敬天齋主人の知識と遊びの部屋

敬天齋主人の知って得する中国ネタ

【牡丹花】VOL.2


●牡丹花(写真左)と葛飾北斎画「牡丹に蝶」

 昨年、瀋陽市園林科学研究院で、樹齢70年を迎える牡丹の模様を伝える報道がありました。

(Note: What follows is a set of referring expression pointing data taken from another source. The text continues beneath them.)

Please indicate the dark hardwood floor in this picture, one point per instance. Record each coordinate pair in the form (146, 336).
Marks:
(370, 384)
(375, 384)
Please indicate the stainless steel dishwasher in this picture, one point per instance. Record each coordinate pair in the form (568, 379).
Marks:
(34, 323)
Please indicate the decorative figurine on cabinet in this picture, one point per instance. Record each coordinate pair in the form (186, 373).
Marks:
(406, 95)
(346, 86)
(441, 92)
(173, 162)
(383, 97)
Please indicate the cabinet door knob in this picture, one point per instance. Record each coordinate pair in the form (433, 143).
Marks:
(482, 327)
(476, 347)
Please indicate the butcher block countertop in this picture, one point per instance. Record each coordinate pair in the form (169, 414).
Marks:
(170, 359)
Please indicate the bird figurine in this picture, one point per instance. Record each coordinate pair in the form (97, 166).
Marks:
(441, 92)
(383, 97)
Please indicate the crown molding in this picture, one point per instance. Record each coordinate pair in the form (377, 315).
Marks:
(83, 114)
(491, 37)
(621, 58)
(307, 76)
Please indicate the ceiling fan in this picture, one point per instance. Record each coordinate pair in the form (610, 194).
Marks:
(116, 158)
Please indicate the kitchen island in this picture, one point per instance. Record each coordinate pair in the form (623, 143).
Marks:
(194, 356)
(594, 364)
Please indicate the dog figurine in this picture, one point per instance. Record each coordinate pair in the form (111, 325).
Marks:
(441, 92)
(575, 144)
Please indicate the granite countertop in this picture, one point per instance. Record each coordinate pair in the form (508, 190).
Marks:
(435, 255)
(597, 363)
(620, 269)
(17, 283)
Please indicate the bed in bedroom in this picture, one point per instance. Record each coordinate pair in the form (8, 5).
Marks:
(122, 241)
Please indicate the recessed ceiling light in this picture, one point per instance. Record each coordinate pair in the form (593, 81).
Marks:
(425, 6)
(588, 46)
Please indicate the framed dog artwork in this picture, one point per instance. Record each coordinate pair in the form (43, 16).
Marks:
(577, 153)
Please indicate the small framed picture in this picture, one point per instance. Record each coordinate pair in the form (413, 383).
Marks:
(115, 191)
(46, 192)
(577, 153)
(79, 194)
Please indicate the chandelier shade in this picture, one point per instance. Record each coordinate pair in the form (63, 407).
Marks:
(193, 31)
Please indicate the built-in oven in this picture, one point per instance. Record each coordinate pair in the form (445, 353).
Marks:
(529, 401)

北方で70年もの長期間多くの花をつけるのは大変珍しいそうで、5月3日より200ほど開花したそうで、同研究院ではギネス記録への申請を検討しているそうです。
 昔は牡丹と言えば、種からの栽培しか出来ないことから、文字通り「高嶺の花」と呼ばれましたが、戦後、芍薬を使用した接ぎ木が考案され、急速に普及し、今では鉢植えや台木苗という形で市場に出回っています。
 種類も増え、「春牡丹」は4月から5月にかけて開花する一般的な品種、ほかに春と秋の二季咲く「寒牡丹」、1月から2月に開花するよう品種改良した「冬牡丹」があります。また牡丹は漢方薬としても活躍しており、根の樹皮部分は漢方薬の原料として、「牡丹皮」という名称で、大黄牡丹皮湯、六味地黄丸、八味丸などに用いられています。日本でも薬効成分「ペオノール」は、消炎・止血・鎮痛などに効能があり、薬局で取り扱われています。
 牡丹は、現代中国においても、「和平」と「幸福」、そして「富貴」の象徴として広く国民に愛され続けています。